La varietà di esposizioni e altitudini che ne deriva dà luogo a micro-terroir tra loro differenti, che influiscono soprattutto sulle epoche di maturazione: le uve coltivate vicino al mare sono più precoci (e dunque più vocate all’appassimento), mentre via via che ci si sposta verso l’interno sono più tardive.
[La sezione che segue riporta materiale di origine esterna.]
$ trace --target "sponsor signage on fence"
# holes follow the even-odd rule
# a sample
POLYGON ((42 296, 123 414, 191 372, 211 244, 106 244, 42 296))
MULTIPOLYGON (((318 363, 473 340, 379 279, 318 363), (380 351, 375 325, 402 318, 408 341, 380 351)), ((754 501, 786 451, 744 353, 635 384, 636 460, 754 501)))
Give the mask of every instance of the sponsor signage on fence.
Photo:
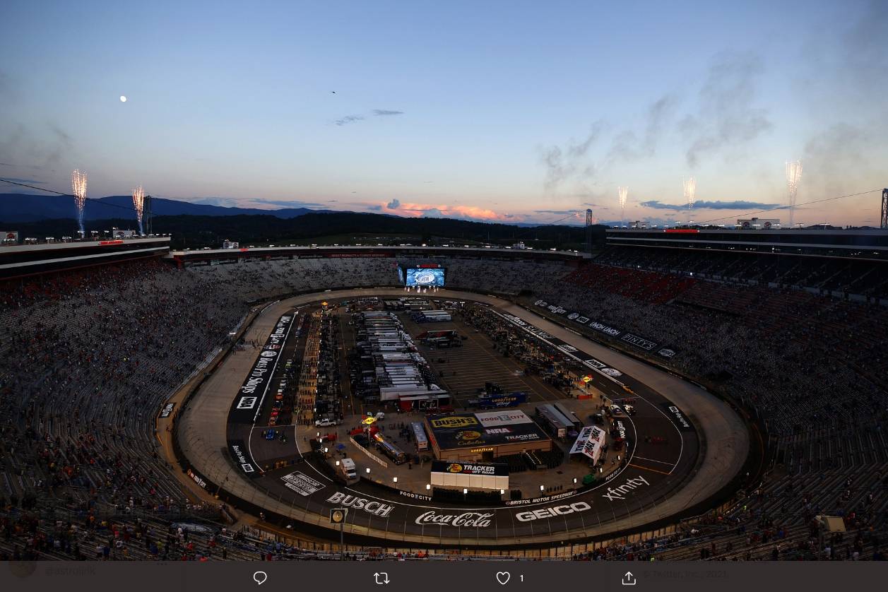
POLYGON ((420 526, 465 526, 467 528, 487 528, 492 524, 492 513, 462 512, 460 514, 440 514, 428 511, 416 517, 415 522, 420 526))
POLYGON ((313 479, 305 473, 300 473, 297 470, 293 471, 289 475, 284 475, 281 478, 283 484, 295 491, 299 495, 304 495, 305 497, 311 495, 316 491, 323 489, 324 485, 313 479))
POLYGON ((592 506, 586 501, 575 501, 571 504, 563 504, 560 506, 551 506, 551 508, 540 508, 539 509, 528 510, 527 512, 519 512, 515 515, 515 519, 519 522, 533 522, 534 520, 540 520, 542 518, 554 518, 559 516, 566 516, 567 514, 575 514, 576 512, 585 512, 592 509, 592 506))
POLYGON ((605 492, 601 495, 601 497, 605 498, 608 501, 615 501, 616 500, 625 500, 627 495, 631 493, 638 487, 649 485, 651 484, 647 482, 647 479, 639 475, 638 477, 630 478, 626 479, 626 483, 622 484, 622 485, 618 485, 615 487, 611 485, 607 487, 607 491, 605 492))
POLYGON ((349 495, 342 492, 337 492, 330 495, 327 498, 327 502, 361 509, 369 514, 373 514, 383 518, 387 517, 394 509, 394 506, 392 504, 377 501, 377 500, 368 500, 357 495, 349 495))
POLYGON ((228 450, 231 451, 231 457, 234 460, 234 464, 239 466, 247 477, 258 477, 259 471, 253 463, 253 459, 243 440, 229 440, 228 450))

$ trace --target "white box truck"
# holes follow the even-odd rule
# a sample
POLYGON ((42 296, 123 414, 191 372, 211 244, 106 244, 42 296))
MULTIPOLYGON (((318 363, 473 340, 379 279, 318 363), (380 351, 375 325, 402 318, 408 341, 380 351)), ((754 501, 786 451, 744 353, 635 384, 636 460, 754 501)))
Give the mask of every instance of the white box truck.
POLYGON ((358 471, 354 466, 354 461, 350 458, 344 458, 339 461, 339 470, 346 481, 358 478, 358 471))

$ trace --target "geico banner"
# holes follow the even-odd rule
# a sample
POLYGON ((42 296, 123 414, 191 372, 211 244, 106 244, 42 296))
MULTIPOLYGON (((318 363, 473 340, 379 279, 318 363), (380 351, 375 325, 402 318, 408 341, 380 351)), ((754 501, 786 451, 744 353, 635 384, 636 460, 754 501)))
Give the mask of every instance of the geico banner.
POLYGON ((253 463, 252 457, 249 455, 243 440, 228 440, 228 450, 234 464, 241 468, 244 475, 250 478, 258 477, 258 470, 253 463))

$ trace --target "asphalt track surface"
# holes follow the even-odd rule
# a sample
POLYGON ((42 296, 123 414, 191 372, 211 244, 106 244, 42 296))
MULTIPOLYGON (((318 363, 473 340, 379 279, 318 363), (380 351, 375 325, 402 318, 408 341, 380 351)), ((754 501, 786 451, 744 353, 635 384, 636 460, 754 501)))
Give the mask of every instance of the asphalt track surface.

Anche la composizione e la tessitura del terreno possono variare, sebbene la matrice sia sempre vulcanica: si va da un suolo composto di pomice leggerissima, detto localmente soki soki (in virtù della particolare posizione geografica dell’isola, il dialetto pantesco è una variante di siciliano che presenta diversi tratti influenzati dall’arabo e dal maltese, ndr) a uno più strutturato e ricco di metalli, detto «terra forte».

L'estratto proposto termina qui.